The Shell Petroleum Development Company of Nigeria Limited (SPDC) has clarified its position on the over $1.3 billion sale of onshore oil stressed to Renaissance Consortium.
In a counter affidavit (suit number FHC/ABJ/CS/413/2024, dated May 24, 2024) seen by Nairametrics, SPDC said it “did not sell its onshore assets and facilities in Nigeria to anyone.”
This clarification follows six months after Shell Plc, SPDC’s parent company, announced it had reached an agreement to sell its Nigerian onshore oil assets to a local consortium for over $1.3 billion, pending government approval.
In 2021, Shell announced plans to divest its Nigerian onshore assets due to operational challenges, including theft and oil spills, which conflicted with its long-term energy transition strategy. After pausing the process in 2022, Shell resumed talks in mid-2023 to sell its 30% interest in SPDC.
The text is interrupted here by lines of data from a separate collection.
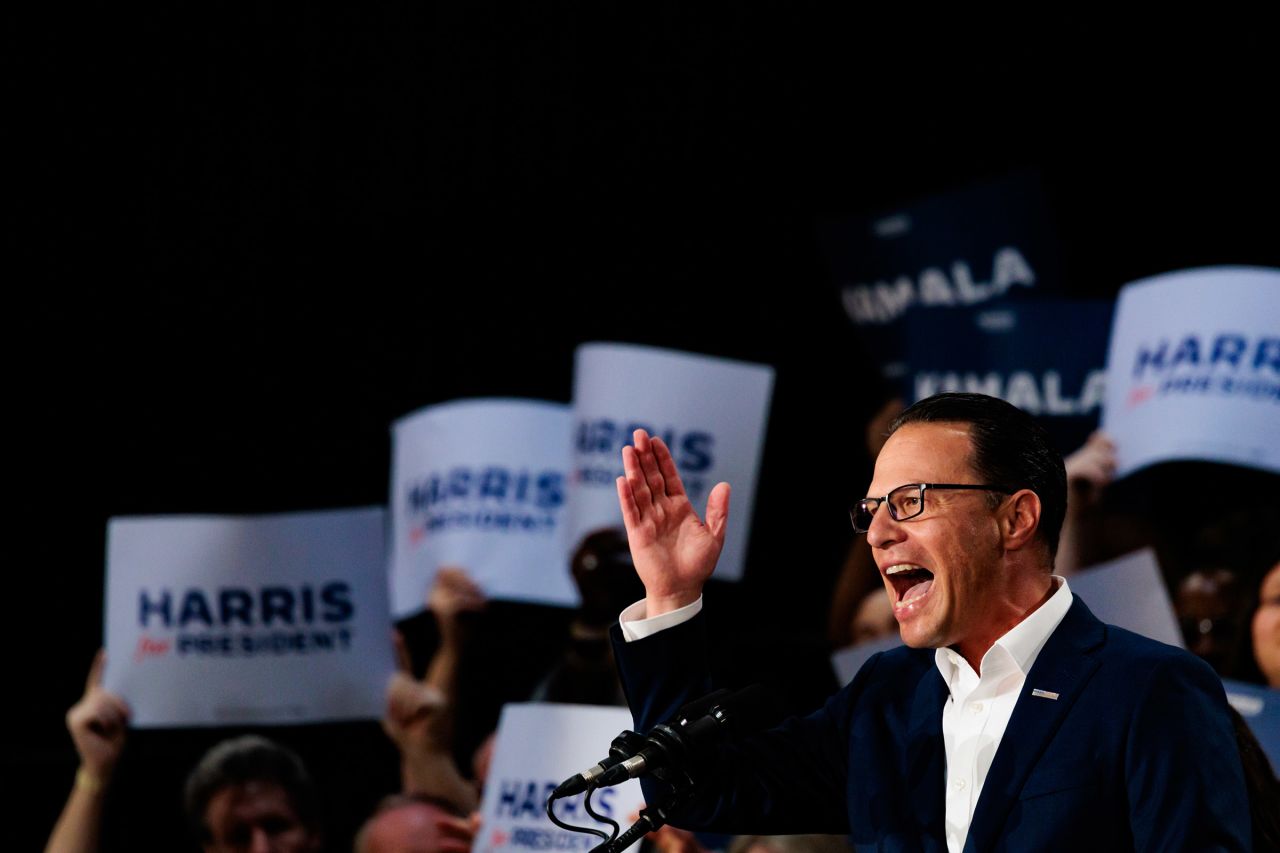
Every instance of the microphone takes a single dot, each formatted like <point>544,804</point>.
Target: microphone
<point>675,743</point>
<point>627,744</point>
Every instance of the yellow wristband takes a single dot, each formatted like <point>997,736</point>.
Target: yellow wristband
<point>87,781</point>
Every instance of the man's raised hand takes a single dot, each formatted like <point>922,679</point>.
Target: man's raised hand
<point>675,552</point>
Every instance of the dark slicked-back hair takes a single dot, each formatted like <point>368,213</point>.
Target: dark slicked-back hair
<point>246,760</point>
<point>1010,450</point>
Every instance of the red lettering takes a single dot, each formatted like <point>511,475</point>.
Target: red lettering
<point>147,647</point>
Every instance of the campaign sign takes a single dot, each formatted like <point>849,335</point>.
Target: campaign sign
<point>538,747</point>
<point>481,484</point>
<point>1045,356</point>
<point>1260,707</point>
<point>711,413</point>
<point>1128,592</point>
<point>981,246</point>
<point>218,620</point>
<point>1193,372</point>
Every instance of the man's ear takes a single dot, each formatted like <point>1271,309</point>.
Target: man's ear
<point>1020,519</point>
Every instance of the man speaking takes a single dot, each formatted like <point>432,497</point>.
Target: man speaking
<point>1013,720</point>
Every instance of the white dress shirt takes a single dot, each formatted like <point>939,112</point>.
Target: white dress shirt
<point>978,711</point>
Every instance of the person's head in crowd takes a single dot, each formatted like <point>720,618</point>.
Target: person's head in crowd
<point>415,824</point>
<point>604,575</point>
<point>1212,607</point>
<point>1261,784</point>
<point>964,565</point>
<point>873,617</point>
<point>250,793</point>
<point>1266,628</point>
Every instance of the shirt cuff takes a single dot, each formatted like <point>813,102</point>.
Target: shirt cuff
<point>635,625</point>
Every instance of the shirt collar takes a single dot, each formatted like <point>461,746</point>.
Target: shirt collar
<point>1020,643</point>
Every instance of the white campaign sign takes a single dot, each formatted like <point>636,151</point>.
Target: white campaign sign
<point>1193,370</point>
<point>481,484</point>
<point>216,620</point>
<point>538,747</point>
<point>712,414</point>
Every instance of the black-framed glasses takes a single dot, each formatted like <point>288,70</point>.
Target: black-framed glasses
<point>905,502</point>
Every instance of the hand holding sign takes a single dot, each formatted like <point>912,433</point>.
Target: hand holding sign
<point>675,552</point>
<point>417,723</point>
<point>97,725</point>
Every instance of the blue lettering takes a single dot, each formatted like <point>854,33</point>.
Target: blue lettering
<point>337,600</point>
<point>551,489</point>
<point>234,605</point>
<point>1267,354</point>
<point>1152,359</point>
<point>161,607</point>
<point>507,798</point>
<point>1188,351</point>
<point>493,483</point>
<point>696,452</point>
<point>1229,349</point>
<point>195,607</point>
<point>530,806</point>
<point>460,482</point>
<point>277,603</point>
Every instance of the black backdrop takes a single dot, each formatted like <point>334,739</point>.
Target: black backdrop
<point>246,241</point>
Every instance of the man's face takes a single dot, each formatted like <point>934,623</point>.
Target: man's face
<point>942,568</point>
<point>256,817</point>
<point>417,828</point>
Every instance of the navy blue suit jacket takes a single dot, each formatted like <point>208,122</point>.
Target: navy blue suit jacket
<point>1137,751</point>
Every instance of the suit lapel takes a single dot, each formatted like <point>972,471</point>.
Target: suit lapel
<point>926,758</point>
<point>1063,667</point>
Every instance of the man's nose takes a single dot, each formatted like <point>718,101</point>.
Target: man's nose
<point>883,529</point>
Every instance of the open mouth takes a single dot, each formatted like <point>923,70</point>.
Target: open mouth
<point>910,583</point>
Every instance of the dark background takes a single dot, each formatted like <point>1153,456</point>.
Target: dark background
<point>246,241</point>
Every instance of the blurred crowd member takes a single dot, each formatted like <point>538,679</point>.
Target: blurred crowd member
<point>606,583</point>
<point>1261,783</point>
<point>1266,628</point>
<point>859,579</point>
<point>874,617</point>
<point>1088,471</point>
<point>416,824</point>
<point>1212,609</point>
<point>252,794</point>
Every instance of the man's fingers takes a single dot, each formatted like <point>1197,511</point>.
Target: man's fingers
<point>640,492</point>
<point>403,664</point>
<point>649,464</point>
<point>667,465</point>
<point>627,503</point>
<point>95,670</point>
<point>717,511</point>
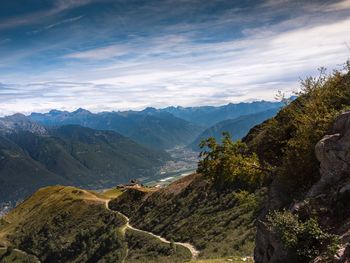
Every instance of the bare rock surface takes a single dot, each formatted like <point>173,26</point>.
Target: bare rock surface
<point>331,193</point>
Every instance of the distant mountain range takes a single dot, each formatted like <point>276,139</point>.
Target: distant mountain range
<point>150,127</point>
<point>238,127</point>
<point>32,156</point>
<point>96,150</point>
<point>207,116</point>
<point>156,128</point>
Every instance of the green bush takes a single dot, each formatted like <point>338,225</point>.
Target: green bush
<point>288,141</point>
<point>306,239</point>
<point>230,163</point>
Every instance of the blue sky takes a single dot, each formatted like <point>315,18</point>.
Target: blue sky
<point>131,54</point>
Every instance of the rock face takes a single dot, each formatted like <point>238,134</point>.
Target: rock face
<point>18,122</point>
<point>330,196</point>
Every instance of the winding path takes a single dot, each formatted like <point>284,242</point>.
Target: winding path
<point>189,246</point>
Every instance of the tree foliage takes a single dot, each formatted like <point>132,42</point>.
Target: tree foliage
<point>306,238</point>
<point>231,164</point>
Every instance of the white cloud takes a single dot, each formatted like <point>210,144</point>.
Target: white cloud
<point>178,69</point>
<point>342,5</point>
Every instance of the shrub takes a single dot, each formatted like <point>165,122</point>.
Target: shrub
<point>231,164</point>
<point>306,239</point>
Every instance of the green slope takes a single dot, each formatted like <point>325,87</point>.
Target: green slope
<point>216,222</point>
<point>67,224</point>
<point>71,155</point>
<point>238,127</point>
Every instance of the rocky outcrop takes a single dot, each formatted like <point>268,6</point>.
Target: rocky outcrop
<point>330,197</point>
<point>19,122</point>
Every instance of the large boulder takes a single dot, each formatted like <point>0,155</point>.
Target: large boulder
<point>330,196</point>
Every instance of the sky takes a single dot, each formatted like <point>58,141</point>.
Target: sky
<point>105,55</point>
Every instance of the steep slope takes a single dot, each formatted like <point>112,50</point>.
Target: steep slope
<point>66,224</point>
<point>70,155</point>
<point>207,116</point>
<point>217,222</point>
<point>20,175</point>
<point>306,215</point>
<point>238,127</point>
<point>155,129</point>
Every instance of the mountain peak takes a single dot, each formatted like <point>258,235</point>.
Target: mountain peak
<point>81,111</point>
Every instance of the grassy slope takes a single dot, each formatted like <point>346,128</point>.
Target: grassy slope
<point>191,210</point>
<point>238,127</point>
<point>71,155</point>
<point>66,224</point>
The Nigerian government, under President Bola Tinubu’s administration, has been advised to finalise divestments to boost petroleum output. In May, the NUPRC established a framework to oversee such divestments.
However, civil society groups, led by Amnesty International, have urged the Nigerian government to block Shell’s proposed sale of its onshore oil business.
Renaissance Consortium, comprised of Petrolin Group, announced the signing of the transaction, expressing their commitment to supporting African business opportunities in the petroleum sector.
The counter affidavit comes amid a legal battle with Global Gas and Refining Limited, which has filed a suit against SPDC and the Nigerian Upstream Petroleum Regulatory Commission (NUPRC), seeking to halt the divestment.
Global Gas and Refining Limited approached the Federal High Court, Abuja, seeking an order to restrain NUPRC from approving or authorising the sale of SPDC’s assets. The company’s Executive Chairman, Mr. Kenneth Yelowe, stated that Global Gas had initiated arbitration proceedings against Shell for failing to supply wet gas as per a 2002 Gas Processing Agreement.
Yelowe argued that unless the court intervenes, the 2002 agreement could be jeopardised. He emphasised that the dispute is before the Supreme Court, and a sale of SPDC’s assets could leave Global Gas without a remedy.
In response, SPDC’s Legal Counsel, Mr. Kingsley Osuh, clarified that the transaction with Renaissance was a share sale, not an asset sale. He stated that SPDC’s shareholder sold its shares to Renaissance, not the onshore assets themselves.
Osuh emphasised that SPDC remains intact as a corporate entity, with all assets and operations continuing as usual. He noted that the share sale does not affect SPDC’s 30% interest in eighteen Oil Mining Leases (OMLs) within its joint venture operations.